Big news in the battle over what goes into your car’s gas tank

How much ethanol should go into your gas tank? The EPA decided to cut ethanol blending mandates in 2013: Photo: Wikimedia Commons.

On Oct. 10, 2013, I broke news that the Environmental Protection Agency would for the first time use an escape hatch known as a general waiver to scale-back oil refiners’ ethanol blending obligations. Use of the waiver would allow the agency to significantly reduce the amount of ethanol that oil refiners would have to blend into their gasoline output in 2014 – about 13 billion gallons, down from about 14.4 billion required by law.

Here is the initial news story, followed by an analysis I wrote the next day:

“EPA proposes big reduction in 2014 ethanol blend volume –document”

“Analysis: Lawsuits likely as EPA declares US ethanol blend wall a ‘reality’’

Other media outlets had reported on the figures citing anonymous sources. But the mystery remained of how the figures could be that low, or whether they were believable. The details of the waiver, sourced to the draft proposal, shed light on the puzzle, and the market really took notice after my story hit the wire.

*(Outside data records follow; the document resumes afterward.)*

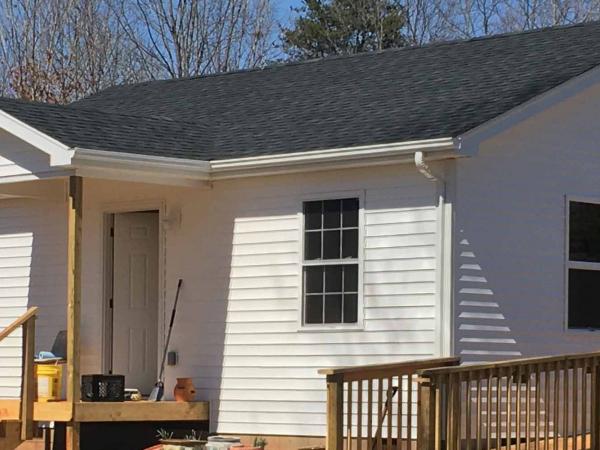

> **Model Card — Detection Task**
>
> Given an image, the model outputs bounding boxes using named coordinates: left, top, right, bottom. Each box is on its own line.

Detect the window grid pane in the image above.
left=304, top=264, right=358, bottom=324
left=567, top=201, right=600, bottom=329
left=303, top=198, right=359, bottom=324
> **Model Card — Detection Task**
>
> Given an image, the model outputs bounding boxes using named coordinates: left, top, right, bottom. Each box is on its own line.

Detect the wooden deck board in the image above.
left=0, top=400, right=209, bottom=422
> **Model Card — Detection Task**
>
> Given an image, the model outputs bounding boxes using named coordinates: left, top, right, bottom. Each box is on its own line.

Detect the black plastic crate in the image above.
left=81, top=374, right=125, bottom=402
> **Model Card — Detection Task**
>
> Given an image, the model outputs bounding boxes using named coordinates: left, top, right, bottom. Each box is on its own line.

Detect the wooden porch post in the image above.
left=326, top=375, right=344, bottom=450
left=417, top=377, right=436, bottom=450
left=67, top=176, right=83, bottom=450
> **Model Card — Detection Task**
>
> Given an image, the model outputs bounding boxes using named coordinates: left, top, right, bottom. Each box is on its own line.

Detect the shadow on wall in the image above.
left=456, top=230, right=522, bottom=363
left=0, top=195, right=66, bottom=397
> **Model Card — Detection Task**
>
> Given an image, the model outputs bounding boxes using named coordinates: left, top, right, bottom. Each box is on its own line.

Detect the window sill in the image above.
left=298, top=323, right=365, bottom=333
left=566, top=328, right=600, bottom=334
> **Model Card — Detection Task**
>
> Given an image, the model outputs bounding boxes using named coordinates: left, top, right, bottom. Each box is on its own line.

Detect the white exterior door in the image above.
left=112, top=212, right=158, bottom=394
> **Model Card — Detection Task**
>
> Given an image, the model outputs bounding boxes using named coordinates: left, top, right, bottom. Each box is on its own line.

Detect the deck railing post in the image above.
left=326, top=375, right=344, bottom=450
left=590, top=359, right=600, bottom=450
left=417, top=376, right=437, bottom=450
left=20, top=316, right=36, bottom=441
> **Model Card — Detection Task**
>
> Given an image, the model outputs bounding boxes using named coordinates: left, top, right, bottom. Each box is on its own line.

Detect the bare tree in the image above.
left=114, top=0, right=274, bottom=78
left=0, top=0, right=142, bottom=103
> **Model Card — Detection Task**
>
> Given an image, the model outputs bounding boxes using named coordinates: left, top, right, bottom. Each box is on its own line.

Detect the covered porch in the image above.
left=0, top=175, right=209, bottom=450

Shares of a dozen U.S. refiners gained nearly $9 billion from Wednesday through Friday – a remarkable change which really highlights how closely investors were watching this whole issue. Corn futures fell to a three-year low, and ethanol credits which are used to enforce the EPA’s blending rules fell by nearly half to trade at their lowest levels since January.

Here’s a quick look at the refiners’ gains this week:

MPC Market Cap Chart
MPC Market Cap data by YCharts.

The reason for the sharp market reaction was that the EPA’s reversal marked historic retreat from a landmark 2007 law which mandated steadily increasing volumes of ethanol to be mixed into U.S. gasoline. With gasoline demand sagging, those volumes have had to be crammed into a shrinking gasoline pool, rapidly expanding ethanol’s share of the gas tank to near a 10 percent mark that most refiners refer to as a “blend wall” – the maximum ethanol content they say they can sell.

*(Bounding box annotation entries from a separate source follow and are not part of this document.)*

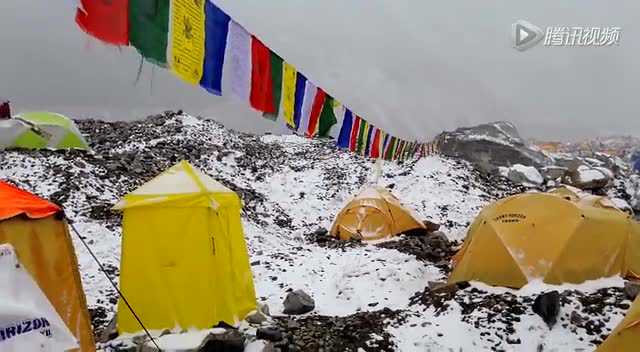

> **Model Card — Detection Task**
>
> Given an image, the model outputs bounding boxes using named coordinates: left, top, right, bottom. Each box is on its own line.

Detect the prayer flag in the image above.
left=349, top=115, right=362, bottom=152
left=227, top=20, right=251, bottom=103
left=337, top=109, right=353, bottom=148
left=263, top=51, right=282, bottom=121
left=76, top=0, right=129, bottom=45
left=298, top=80, right=318, bottom=135
left=292, top=72, right=307, bottom=130
left=364, top=125, right=375, bottom=156
left=169, top=0, right=208, bottom=84
left=129, top=0, right=170, bottom=67
left=282, top=62, right=297, bottom=127
left=250, top=36, right=276, bottom=113
left=371, top=128, right=380, bottom=158
left=356, top=119, right=369, bottom=154
left=307, top=88, right=327, bottom=137
left=200, top=1, right=231, bottom=95
left=318, top=95, right=338, bottom=137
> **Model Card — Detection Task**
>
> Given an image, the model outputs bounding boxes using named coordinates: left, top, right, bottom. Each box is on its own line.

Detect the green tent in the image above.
left=0, top=112, right=89, bottom=150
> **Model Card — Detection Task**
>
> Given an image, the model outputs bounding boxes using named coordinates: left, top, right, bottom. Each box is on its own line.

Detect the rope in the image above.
left=68, top=221, right=162, bottom=351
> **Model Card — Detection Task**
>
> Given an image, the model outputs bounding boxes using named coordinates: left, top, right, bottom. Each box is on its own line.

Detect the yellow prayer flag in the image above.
left=282, top=62, right=297, bottom=128
left=169, top=0, right=205, bottom=84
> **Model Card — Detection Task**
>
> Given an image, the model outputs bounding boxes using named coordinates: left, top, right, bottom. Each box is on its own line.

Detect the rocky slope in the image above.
left=0, top=113, right=630, bottom=351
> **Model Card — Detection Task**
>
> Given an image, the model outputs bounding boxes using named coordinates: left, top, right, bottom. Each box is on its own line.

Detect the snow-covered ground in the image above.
left=0, top=117, right=623, bottom=351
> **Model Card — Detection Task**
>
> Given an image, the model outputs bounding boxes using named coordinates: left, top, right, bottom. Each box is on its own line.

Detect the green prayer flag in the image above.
left=318, top=95, right=338, bottom=137
left=129, top=0, right=171, bottom=67
left=262, top=51, right=283, bottom=121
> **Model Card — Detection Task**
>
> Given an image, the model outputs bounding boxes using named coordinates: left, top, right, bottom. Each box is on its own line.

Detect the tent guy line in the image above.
left=67, top=218, right=162, bottom=351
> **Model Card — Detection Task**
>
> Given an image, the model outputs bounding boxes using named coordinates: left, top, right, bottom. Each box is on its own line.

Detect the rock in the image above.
left=313, top=227, right=329, bottom=236
left=258, top=303, right=271, bottom=317
left=540, top=165, right=569, bottom=181
left=553, top=154, right=585, bottom=171
left=96, top=315, right=118, bottom=343
left=256, top=327, right=283, bottom=342
left=533, top=291, right=560, bottom=329
left=422, top=220, right=440, bottom=233
left=431, top=283, right=460, bottom=294
left=284, top=290, right=316, bottom=315
left=507, top=164, right=544, bottom=186
left=624, top=281, right=640, bottom=301
left=436, top=121, right=550, bottom=173
left=245, top=310, right=267, bottom=325
left=568, top=165, right=613, bottom=190
left=569, top=311, right=585, bottom=326
left=245, top=340, right=280, bottom=352
left=199, top=329, right=245, bottom=352
left=427, top=281, right=447, bottom=291
left=427, top=231, right=450, bottom=249
left=625, top=175, right=640, bottom=211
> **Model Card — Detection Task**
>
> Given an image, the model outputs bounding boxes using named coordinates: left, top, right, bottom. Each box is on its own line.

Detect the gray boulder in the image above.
left=540, top=165, right=569, bottom=181
left=624, top=281, right=640, bottom=301
left=533, top=291, right=560, bottom=330
left=437, top=121, right=549, bottom=172
left=198, top=329, right=245, bottom=352
left=626, top=175, right=640, bottom=212
left=568, top=165, right=613, bottom=190
left=507, top=164, right=544, bottom=186
left=284, top=290, right=316, bottom=315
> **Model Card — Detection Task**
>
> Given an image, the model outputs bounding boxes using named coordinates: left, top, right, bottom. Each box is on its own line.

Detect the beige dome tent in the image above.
left=331, top=187, right=425, bottom=240
left=449, top=189, right=640, bottom=288
left=596, top=296, right=640, bottom=352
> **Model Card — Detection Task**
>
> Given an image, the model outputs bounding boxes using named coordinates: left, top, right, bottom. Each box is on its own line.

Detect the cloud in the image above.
left=0, top=0, right=640, bottom=139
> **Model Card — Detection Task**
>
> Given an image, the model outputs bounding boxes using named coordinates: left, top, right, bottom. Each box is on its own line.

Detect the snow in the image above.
left=578, top=165, right=606, bottom=183
left=0, top=117, right=624, bottom=351
left=509, top=164, right=544, bottom=185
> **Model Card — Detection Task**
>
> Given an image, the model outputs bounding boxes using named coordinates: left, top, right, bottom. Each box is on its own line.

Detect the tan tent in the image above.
left=0, top=182, right=95, bottom=352
left=449, top=189, right=640, bottom=288
left=596, top=296, right=640, bottom=352
left=331, top=187, right=425, bottom=240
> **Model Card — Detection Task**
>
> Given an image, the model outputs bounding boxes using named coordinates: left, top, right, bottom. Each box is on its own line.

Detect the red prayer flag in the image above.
left=349, top=115, right=360, bottom=152
left=76, top=0, right=129, bottom=45
left=369, top=128, right=380, bottom=158
left=249, top=36, right=276, bottom=113
left=307, top=88, right=327, bottom=138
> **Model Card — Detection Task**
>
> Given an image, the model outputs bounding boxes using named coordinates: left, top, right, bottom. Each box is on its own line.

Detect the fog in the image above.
left=0, top=0, right=640, bottom=140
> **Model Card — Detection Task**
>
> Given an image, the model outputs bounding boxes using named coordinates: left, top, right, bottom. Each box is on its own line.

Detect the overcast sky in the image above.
left=0, top=0, right=640, bottom=140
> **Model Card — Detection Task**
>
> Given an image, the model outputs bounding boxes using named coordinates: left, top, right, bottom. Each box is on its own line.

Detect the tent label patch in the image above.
left=493, top=213, right=527, bottom=224
left=0, top=318, right=51, bottom=341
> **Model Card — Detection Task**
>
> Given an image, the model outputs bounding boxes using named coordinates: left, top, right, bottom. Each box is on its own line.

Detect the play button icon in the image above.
left=511, top=20, right=544, bottom=51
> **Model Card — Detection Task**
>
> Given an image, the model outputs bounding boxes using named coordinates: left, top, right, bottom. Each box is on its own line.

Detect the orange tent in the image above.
left=331, top=187, right=425, bottom=240
left=0, top=181, right=95, bottom=352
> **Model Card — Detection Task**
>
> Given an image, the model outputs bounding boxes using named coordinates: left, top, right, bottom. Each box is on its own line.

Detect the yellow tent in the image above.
left=449, top=189, right=640, bottom=288
left=0, top=182, right=96, bottom=352
left=115, top=161, right=256, bottom=332
left=331, top=187, right=425, bottom=240
left=596, top=296, right=640, bottom=352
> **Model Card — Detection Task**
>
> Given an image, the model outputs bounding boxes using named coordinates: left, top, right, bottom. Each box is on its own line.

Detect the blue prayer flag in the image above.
left=200, top=1, right=231, bottom=95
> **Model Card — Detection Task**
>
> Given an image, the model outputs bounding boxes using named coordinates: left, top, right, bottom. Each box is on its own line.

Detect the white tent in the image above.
left=0, top=244, right=79, bottom=352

That’s led to a surge of some 2,800 percent in the cost of those EPA ethanol credits, saddling oil refiners with some $2 billion in additional costs this year to comply with the law, based on their public disclosures. News of the EPA’s proposed waiver was an indication that refiners – which have been the prime beneficiaries of the nascent U.S. energy boom – may end up paying a smaller tab for the credits in the future.

It is important to note that this is not a done deal. The EPA said on Friday it has not finalized its draft proposal – which has yet to get a nod from the White House and receive feedback from ethanol groups and other important stakeholders.

But one thing is for certain: the sharp market reaction shows how important and closely watched the battle over the gas tank has become. It will be interesting to see how it all plays out at gas stations, on the airwaves and in courtrooms over the coming months.